SQL is based on relational calculus, which asks for results but doesn’t specify *an order of operations*. Relational algebra is the basic set of operations for the relational model, more prescriptive, spelling out the steps. We’re looking at RA here because that’s what query optimizers (Chapter 15) use to perform the transformations necessary.

All objects in RA are relations: no duplicate tuples (records)! SQL doesn’t mind duplicates, eliminates them with UNIQUE or DISTINCT. Sorting to removing duplicates is expensive! In the old days, we didn’t want to incur that expense, so the guys who came up with SQL let duplicates slide.

sigma σ = SELECT

- subscript like WHERE clause
- horizontal partition: selects rows
- results always have fewer or same number of tuples as original R
- commutative

PROJECT = pi π

- vertical partition: selects columns
- note! this is like a straight SQL SELECT, without WHERE
- results must be set of tuples, no duplicates
- results always have fewer or same number of tuples as original R
- not commutative

You can write RA ops in a big nested expression, or you can step it and name the intermediate results

RENAME = rho ρ

- renames table and/or columns

UNION ( ∪ )

- the two relations we unite must be “type compatible”: same number of attributes, and each pair of corresponding attributes must be type compatible (have same or compatible domains: strings, CHARS, integers, etc…. it’s the datatype that matters, not the field name: default is to take on the field name of the first table)
- Note that usually what you’ll do is PROJECT two disparate tables, then UNION the results, since we don’t leave a bunch of type-compatible tables sitting around in the database

Type compatibility is a requirement for all three set operations, UNION, INTERSECTION ( ∩ ), and DIFFERENCE ( – )

UNION and INTERSECTION are commutative

CARTESIAN/CROSS PRODUCT ( × )

- has lots of tuples: multiply tuple count from each relation
- add attribute count from each relation
- usually not a meaningful relation in itself!

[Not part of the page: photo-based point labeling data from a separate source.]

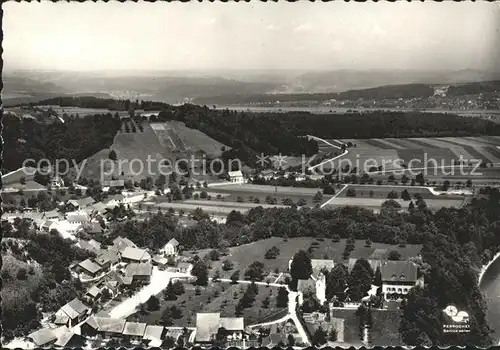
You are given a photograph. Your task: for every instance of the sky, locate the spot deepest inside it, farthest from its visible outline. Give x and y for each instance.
(303, 35)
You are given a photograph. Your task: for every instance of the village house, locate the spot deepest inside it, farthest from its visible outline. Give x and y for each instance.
(51, 215)
(107, 258)
(77, 217)
(116, 184)
(67, 338)
(398, 277)
(93, 294)
(134, 331)
(184, 267)
(96, 208)
(315, 285)
(319, 265)
(56, 182)
(207, 326)
(170, 249)
(91, 246)
(130, 254)
(105, 327)
(232, 329)
(88, 267)
(160, 261)
(210, 327)
(42, 337)
(120, 243)
(48, 225)
(139, 271)
(236, 176)
(115, 200)
(154, 335)
(75, 310)
(82, 203)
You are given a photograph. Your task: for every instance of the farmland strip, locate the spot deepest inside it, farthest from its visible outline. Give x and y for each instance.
(494, 151)
(487, 155)
(483, 141)
(423, 143)
(402, 143)
(378, 144)
(475, 153)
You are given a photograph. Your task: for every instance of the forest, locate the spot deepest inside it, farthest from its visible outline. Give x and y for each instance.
(76, 139)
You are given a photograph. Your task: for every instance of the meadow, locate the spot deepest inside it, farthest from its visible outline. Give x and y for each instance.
(244, 255)
(366, 153)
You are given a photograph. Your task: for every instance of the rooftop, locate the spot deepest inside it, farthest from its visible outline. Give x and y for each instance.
(135, 254)
(42, 336)
(173, 242)
(139, 269)
(207, 325)
(153, 332)
(398, 271)
(232, 323)
(74, 308)
(134, 329)
(90, 266)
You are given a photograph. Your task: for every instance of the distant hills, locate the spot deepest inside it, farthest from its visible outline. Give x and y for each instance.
(214, 86)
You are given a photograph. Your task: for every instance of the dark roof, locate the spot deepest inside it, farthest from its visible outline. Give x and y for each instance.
(43, 336)
(90, 266)
(137, 269)
(75, 308)
(113, 183)
(134, 329)
(106, 256)
(303, 285)
(398, 271)
(173, 242)
(207, 325)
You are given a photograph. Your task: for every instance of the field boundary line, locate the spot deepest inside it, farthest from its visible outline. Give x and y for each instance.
(329, 144)
(334, 196)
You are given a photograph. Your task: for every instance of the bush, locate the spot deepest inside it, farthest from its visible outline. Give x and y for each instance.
(21, 274)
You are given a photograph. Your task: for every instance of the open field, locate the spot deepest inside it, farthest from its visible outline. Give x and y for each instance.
(242, 256)
(417, 152)
(176, 134)
(248, 191)
(211, 207)
(381, 192)
(81, 112)
(376, 203)
(216, 297)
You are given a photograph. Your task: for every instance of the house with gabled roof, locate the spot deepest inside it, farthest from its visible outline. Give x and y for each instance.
(134, 331)
(171, 248)
(42, 337)
(76, 310)
(131, 254)
(398, 277)
(105, 326)
(88, 267)
(120, 243)
(154, 335)
(107, 258)
(139, 271)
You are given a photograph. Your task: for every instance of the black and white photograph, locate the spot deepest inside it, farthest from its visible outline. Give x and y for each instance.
(250, 174)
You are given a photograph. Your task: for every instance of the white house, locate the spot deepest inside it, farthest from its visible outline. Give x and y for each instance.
(236, 176)
(56, 182)
(78, 217)
(115, 200)
(398, 277)
(171, 247)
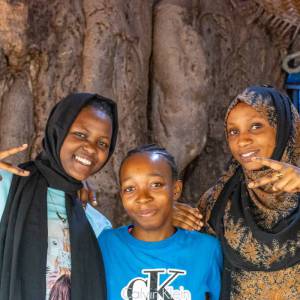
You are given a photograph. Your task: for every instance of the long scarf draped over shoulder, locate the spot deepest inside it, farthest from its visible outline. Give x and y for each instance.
(23, 227)
(259, 229)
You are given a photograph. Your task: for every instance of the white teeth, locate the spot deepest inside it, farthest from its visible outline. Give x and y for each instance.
(247, 154)
(82, 160)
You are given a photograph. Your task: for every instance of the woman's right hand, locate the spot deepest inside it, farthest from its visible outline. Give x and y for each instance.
(187, 217)
(9, 167)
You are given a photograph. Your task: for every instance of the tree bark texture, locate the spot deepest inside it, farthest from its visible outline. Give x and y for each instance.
(172, 66)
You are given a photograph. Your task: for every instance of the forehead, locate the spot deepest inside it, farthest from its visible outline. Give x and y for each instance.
(91, 115)
(243, 112)
(146, 163)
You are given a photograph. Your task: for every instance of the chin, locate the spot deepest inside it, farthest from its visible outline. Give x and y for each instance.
(252, 166)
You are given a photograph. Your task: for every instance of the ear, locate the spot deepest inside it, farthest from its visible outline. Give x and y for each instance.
(177, 190)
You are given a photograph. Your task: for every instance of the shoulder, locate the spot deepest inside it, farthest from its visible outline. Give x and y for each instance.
(97, 220)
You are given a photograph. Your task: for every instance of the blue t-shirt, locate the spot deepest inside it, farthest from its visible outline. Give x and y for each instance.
(185, 266)
(59, 250)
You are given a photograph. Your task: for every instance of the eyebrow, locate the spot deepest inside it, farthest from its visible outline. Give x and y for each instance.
(80, 127)
(252, 119)
(151, 174)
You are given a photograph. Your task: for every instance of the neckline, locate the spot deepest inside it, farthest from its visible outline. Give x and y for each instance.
(150, 245)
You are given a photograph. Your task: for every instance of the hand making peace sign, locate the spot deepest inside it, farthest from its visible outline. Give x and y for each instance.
(285, 178)
(9, 167)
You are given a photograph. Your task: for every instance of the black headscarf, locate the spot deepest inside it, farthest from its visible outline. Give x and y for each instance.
(255, 237)
(23, 227)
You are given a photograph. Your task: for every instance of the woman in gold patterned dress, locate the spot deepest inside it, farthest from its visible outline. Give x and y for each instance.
(254, 207)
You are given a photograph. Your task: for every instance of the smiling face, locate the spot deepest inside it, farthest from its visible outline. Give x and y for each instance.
(249, 134)
(148, 191)
(86, 146)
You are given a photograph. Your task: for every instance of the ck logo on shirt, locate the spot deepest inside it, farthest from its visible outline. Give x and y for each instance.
(152, 287)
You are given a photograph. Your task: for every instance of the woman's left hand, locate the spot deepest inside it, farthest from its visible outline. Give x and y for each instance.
(285, 178)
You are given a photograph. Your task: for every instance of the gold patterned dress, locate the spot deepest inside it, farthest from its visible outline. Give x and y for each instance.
(259, 229)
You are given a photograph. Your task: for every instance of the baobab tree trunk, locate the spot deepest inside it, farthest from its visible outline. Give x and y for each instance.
(171, 65)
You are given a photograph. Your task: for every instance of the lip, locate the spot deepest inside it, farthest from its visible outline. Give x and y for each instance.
(84, 158)
(246, 156)
(146, 213)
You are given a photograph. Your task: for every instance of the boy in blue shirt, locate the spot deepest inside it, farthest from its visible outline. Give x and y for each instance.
(152, 259)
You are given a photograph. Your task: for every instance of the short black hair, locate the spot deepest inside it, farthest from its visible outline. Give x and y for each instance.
(155, 149)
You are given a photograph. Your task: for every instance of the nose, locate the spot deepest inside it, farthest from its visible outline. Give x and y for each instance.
(89, 147)
(244, 139)
(144, 196)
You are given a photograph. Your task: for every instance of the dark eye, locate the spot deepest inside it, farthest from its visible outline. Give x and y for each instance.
(256, 126)
(79, 135)
(102, 145)
(156, 184)
(129, 189)
(232, 132)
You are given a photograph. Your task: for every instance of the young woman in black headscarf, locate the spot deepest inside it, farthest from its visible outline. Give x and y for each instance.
(254, 207)
(46, 240)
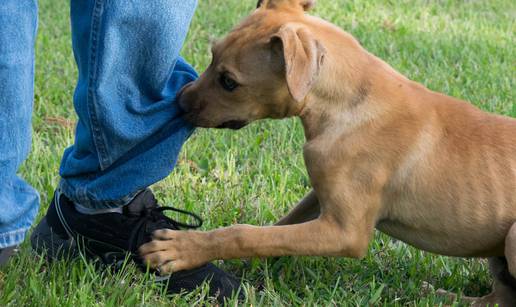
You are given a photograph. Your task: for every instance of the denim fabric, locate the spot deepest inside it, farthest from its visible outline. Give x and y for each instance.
(19, 202)
(129, 132)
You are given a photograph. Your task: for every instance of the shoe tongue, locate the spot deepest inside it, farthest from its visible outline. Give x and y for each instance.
(142, 201)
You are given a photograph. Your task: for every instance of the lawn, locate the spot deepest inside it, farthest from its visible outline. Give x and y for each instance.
(465, 49)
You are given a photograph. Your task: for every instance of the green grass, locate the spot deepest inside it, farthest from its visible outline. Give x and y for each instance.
(463, 48)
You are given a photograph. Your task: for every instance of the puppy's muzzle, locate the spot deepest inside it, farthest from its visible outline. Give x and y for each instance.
(233, 124)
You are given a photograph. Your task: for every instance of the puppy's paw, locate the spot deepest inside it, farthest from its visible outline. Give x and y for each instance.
(172, 251)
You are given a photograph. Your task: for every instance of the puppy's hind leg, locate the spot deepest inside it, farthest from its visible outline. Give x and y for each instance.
(503, 270)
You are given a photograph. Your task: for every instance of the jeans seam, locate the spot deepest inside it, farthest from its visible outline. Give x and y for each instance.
(98, 137)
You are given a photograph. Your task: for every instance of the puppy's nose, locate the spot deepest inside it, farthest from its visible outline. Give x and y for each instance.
(185, 99)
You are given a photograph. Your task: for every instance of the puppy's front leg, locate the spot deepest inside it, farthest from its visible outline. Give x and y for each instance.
(325, 236)
(308, 209)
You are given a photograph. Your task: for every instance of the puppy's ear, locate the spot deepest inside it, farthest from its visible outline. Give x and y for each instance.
(271, 4)
(303, 57)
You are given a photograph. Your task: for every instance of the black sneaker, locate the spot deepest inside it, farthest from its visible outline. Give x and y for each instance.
(111, 237)
(6, 254)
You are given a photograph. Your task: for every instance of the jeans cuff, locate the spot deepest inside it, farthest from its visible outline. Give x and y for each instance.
(84, 199)
(12, 238)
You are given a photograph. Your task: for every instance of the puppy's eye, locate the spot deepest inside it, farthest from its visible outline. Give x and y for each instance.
(227, 83)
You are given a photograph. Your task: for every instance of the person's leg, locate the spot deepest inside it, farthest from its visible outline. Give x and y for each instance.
(129, 132)
(128, 136)
(19, 202)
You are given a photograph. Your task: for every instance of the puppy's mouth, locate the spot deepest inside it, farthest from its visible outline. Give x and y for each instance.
(233, 125)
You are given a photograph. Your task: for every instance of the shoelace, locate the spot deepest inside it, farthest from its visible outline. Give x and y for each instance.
(156, 215)
(152, 219)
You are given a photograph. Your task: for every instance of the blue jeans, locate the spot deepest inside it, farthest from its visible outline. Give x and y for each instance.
(129, 131)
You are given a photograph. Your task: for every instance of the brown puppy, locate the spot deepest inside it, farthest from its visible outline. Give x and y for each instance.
(382, 151)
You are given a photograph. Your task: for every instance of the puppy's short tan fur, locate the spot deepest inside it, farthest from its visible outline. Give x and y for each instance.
(382, 152)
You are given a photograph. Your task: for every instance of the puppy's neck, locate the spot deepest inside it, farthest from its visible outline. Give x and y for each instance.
(348, 102)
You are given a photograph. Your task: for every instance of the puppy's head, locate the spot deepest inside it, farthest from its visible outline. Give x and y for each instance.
(264, 68)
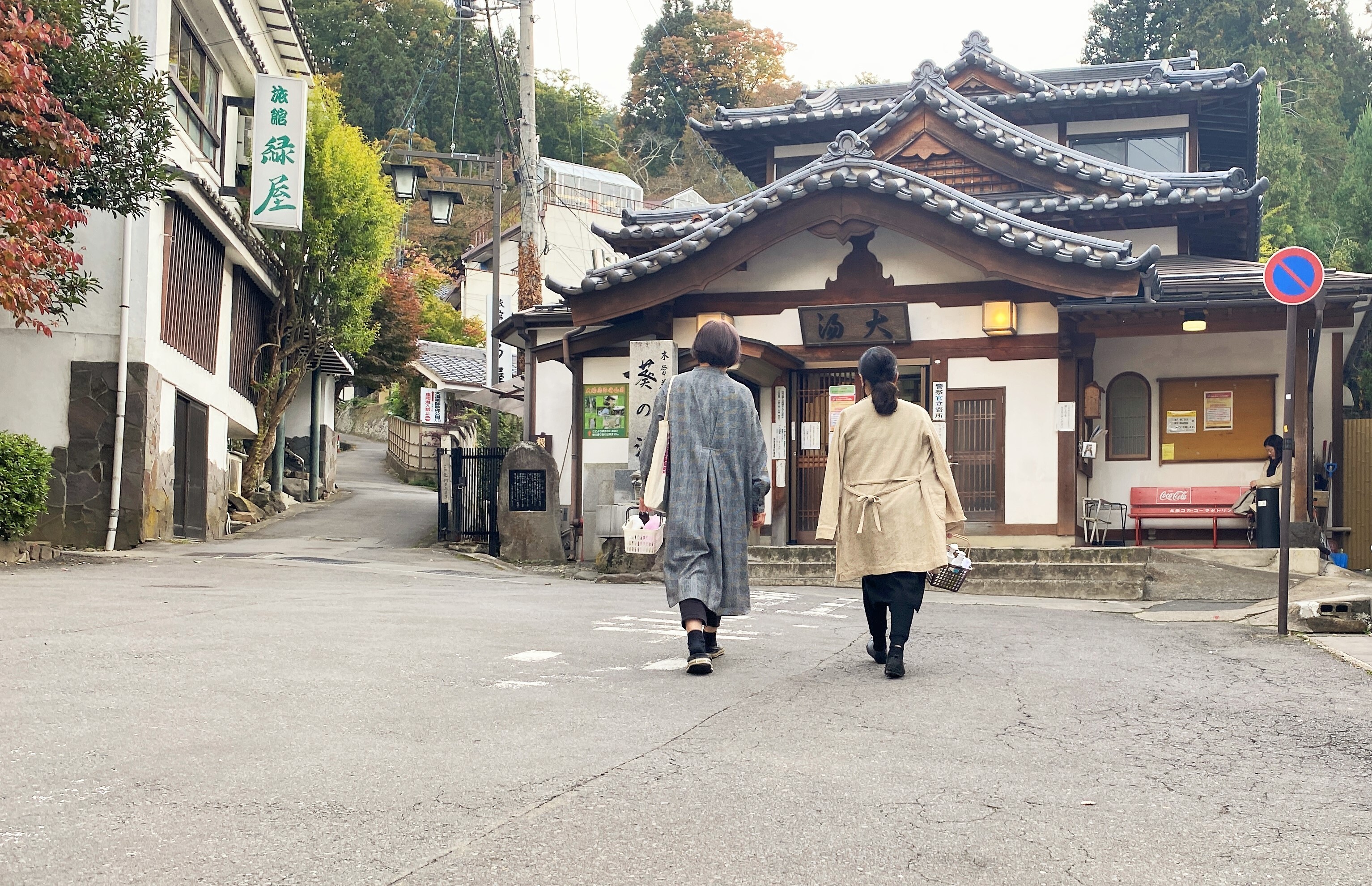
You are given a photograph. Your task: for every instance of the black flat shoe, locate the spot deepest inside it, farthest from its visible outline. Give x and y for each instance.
(896, 663)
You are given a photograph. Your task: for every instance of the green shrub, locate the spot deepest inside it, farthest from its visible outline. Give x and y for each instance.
(24, 483)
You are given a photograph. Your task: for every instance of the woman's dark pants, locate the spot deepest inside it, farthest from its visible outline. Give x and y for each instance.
(696, 611)
(899, 592)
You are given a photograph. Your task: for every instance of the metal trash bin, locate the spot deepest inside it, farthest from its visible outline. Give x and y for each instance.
(1268, 504)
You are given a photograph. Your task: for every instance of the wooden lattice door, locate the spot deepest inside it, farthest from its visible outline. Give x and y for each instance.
(813, 406)
(977, 449)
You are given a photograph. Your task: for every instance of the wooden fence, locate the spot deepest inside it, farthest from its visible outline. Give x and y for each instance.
(1357, 490)
(412, 447)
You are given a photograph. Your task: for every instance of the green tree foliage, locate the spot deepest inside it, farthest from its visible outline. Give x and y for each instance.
(102, 79)
(332, 268)
(1130, 29)
(696, 58)
(395, 316)
(24, 485)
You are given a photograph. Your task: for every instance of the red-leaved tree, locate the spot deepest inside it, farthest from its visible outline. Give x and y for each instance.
(40, 146)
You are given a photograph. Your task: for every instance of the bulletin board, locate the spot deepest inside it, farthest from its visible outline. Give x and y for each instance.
(1219, 419)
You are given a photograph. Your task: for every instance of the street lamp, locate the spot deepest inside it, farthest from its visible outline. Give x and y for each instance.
(442, 202)
(404, 177)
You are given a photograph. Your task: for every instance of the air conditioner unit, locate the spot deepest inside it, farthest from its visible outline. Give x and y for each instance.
(243, 141)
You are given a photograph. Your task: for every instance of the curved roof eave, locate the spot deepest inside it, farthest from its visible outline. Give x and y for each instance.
(930, 88)
(850, 164)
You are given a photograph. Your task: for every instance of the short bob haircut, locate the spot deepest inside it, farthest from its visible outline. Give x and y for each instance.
(717, 343)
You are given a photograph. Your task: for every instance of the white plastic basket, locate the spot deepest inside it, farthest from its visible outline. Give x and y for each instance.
(642, 541)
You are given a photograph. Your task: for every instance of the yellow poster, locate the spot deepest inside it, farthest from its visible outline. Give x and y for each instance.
(1219, 410)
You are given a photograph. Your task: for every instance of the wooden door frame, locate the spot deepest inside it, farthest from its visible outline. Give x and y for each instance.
(999, 473)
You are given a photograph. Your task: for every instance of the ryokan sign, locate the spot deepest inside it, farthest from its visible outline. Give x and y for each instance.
(278, 199)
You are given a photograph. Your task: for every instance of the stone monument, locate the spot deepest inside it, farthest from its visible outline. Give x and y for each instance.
(529, 516)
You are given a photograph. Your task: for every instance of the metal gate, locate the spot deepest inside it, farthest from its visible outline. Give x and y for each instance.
(475, 490)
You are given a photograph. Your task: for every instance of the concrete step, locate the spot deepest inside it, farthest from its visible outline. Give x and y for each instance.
(1070, 589)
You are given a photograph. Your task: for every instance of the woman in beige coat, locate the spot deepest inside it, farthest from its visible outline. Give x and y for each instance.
(889, 505)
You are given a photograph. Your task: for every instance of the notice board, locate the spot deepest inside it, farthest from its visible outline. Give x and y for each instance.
(1219, 419)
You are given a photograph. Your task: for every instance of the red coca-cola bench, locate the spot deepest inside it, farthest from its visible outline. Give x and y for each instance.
(1183, 503)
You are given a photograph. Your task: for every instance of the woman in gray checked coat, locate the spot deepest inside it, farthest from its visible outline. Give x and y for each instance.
(718, 483)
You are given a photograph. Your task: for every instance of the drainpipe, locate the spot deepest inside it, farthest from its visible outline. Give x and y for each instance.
(314, 435)
(574, 518)
(121, 394)
(123, 384)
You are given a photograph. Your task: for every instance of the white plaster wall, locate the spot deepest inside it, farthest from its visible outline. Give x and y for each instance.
(1131, 125)
(794, 264)
(1200, 356)
(1031, 437)
(606, 371)
(1143, 238)
(913, 262)
(926, 321)
(782, 328)
(553, 410)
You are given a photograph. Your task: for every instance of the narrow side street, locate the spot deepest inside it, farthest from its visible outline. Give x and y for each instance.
(320, 703)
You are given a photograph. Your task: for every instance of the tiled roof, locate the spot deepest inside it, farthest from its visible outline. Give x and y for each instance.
(455, 364)
(1127, 80)
(1138, 187)
(850, 164)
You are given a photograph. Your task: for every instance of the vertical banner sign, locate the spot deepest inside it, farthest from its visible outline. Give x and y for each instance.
(651, 365)
(603, 416)
(431, 406)
(278, 198)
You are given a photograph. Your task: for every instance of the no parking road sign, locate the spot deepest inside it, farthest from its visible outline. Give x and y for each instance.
(1293, 275)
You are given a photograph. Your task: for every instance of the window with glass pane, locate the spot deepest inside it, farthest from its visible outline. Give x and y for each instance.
(198, 98)
(1127, 417)
(1151, 154)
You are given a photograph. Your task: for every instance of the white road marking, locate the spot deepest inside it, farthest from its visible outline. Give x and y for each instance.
(824, 609)
(534, 655)
(666, 664)
(766, 600)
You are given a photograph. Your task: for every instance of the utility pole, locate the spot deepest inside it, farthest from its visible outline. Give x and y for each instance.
(530, 195)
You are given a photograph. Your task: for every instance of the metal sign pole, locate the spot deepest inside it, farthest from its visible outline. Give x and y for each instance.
(1287, 445)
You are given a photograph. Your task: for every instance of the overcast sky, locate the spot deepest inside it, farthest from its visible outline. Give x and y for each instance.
(596, 39)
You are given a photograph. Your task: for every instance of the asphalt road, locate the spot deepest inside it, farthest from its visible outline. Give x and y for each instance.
(323, 703)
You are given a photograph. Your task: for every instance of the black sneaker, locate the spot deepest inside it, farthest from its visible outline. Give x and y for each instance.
(896, 663)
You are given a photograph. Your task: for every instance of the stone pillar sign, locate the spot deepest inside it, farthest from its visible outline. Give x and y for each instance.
(651, 364)
(529, 509)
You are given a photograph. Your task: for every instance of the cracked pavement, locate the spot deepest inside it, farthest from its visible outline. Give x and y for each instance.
(231, 714)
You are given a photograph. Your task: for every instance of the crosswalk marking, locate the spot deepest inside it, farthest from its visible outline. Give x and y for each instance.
(534, 655)
(666, 664)
(822, 609)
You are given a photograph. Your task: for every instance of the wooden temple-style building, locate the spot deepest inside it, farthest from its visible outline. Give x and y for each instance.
(1056, 257)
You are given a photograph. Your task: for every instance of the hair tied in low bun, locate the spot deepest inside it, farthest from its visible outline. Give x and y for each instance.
(879, 370)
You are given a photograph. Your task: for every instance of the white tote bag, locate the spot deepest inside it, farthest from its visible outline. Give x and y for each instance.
(655, 487)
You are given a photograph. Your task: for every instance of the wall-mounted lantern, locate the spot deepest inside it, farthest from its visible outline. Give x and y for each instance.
(404, 179)
(1193, 321)
(442, 202)
(999, 317)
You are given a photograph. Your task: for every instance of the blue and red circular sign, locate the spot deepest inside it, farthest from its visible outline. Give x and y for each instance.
(1293, 275)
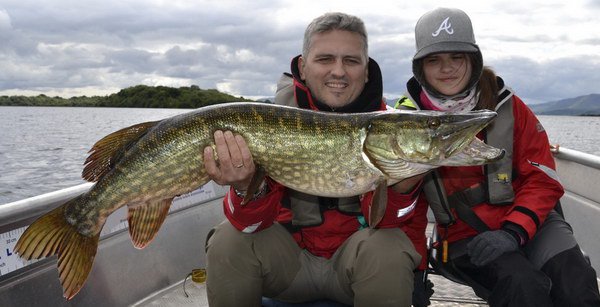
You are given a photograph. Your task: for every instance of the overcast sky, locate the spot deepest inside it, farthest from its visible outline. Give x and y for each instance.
(546, 50)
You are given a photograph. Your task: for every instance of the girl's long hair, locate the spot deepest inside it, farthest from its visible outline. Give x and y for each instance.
(488, 90)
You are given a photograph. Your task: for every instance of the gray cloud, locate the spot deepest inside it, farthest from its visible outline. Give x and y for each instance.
(232, 46)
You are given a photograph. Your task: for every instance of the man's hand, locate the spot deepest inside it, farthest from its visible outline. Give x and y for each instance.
(233, 164)
(489, 245)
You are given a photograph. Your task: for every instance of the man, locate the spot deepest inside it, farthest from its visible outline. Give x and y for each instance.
(296, 247)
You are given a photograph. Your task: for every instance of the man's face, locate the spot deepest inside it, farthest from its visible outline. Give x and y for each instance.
(335, 69)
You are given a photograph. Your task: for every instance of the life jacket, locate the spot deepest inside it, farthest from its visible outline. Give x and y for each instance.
(495, 190)
(307, 210)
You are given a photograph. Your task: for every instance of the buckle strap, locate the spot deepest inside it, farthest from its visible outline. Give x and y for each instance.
(462, 202)
(472, 196)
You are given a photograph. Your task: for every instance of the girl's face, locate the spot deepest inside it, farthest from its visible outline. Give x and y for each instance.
(448, 73)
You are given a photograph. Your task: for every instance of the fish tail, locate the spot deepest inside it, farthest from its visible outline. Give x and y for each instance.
(51, 234)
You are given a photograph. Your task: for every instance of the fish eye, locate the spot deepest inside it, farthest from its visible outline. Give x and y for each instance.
(434, 123)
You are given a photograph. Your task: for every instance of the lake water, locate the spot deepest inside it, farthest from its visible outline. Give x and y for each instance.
(42, 149)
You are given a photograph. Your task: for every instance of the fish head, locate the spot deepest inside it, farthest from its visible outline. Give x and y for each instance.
(429, 137)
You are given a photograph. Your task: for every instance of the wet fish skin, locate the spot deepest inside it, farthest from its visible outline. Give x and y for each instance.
(327, 154)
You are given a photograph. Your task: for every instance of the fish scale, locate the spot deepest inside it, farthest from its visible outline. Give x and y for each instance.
(325, 154)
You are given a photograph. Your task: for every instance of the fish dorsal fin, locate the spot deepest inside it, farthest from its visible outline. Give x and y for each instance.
(108, 150)
(378, 203)
(257, 179)
(145, 220)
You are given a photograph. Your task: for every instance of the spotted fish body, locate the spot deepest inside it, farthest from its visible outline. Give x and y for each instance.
(327, 154)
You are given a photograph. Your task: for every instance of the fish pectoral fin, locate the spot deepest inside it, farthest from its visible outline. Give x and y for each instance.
(108, 150)
(257, 179)
(51, 234)
(145, 220)
(378, 203)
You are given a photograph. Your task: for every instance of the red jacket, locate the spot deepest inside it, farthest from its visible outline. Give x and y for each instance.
(323, 240)
(536, 193)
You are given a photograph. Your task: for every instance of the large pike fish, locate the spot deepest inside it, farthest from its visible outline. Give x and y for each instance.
(327, 154)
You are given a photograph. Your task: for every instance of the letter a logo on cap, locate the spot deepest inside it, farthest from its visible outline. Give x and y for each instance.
(446, 26)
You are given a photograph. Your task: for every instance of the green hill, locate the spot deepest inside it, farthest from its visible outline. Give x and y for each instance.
(139, 96)
(582, 105)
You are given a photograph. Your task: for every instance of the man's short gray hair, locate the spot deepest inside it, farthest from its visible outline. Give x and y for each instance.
(335, 21)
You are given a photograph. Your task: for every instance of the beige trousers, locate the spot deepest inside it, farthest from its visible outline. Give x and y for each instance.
(374, 267)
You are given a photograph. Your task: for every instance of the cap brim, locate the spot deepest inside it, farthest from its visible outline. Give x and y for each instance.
(445, 47)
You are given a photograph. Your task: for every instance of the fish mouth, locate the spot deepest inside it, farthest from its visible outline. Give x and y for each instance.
(448, 134)
(460, 130)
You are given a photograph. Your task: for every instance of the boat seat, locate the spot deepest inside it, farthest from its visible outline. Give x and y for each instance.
(437, 267)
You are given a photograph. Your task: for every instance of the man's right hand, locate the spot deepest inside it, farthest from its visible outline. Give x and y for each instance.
(233, 164)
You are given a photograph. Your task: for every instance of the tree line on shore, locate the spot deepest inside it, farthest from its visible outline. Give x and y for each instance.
(139, 96)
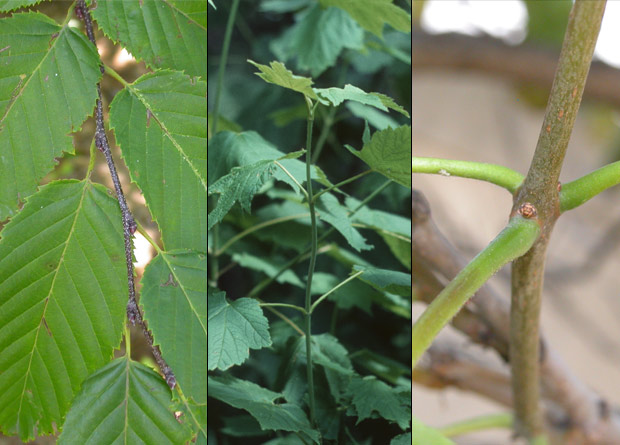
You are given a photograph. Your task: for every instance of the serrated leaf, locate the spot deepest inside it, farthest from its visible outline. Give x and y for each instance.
(277, 74)
(371, 395)
(47, 89)
(123, 402)
(389, 153)
(335, 96)
(386, 280)
(336, 215)
(372, 15)
(160, 123)
(158, 32)
(233, 328)
(10, 5)
(174, 297)
(260, 403)
(228, 150)
(318, 39)
(240, 185)
(423, 435)
(63, 290)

THETA JOIN, EQUIJOIN, NATURAL JOIN (NJ removes duplicate attributes)

SQL.SELECT = PROJECT

SQL.FROM = JOIN

SQL.WHERE = SELECT

We used to use rule-based query optimization, rules of thumb; now we use statistics-based query optimization: we have stats on the tables that inform our choices (see Chaper 15).

Relational databases took off because we can mathematically prove that stuff will work, using relational algebra! It is not the most efficient model (JOINs take time!), but that’s outweighed by the formal definitions that make stuff work.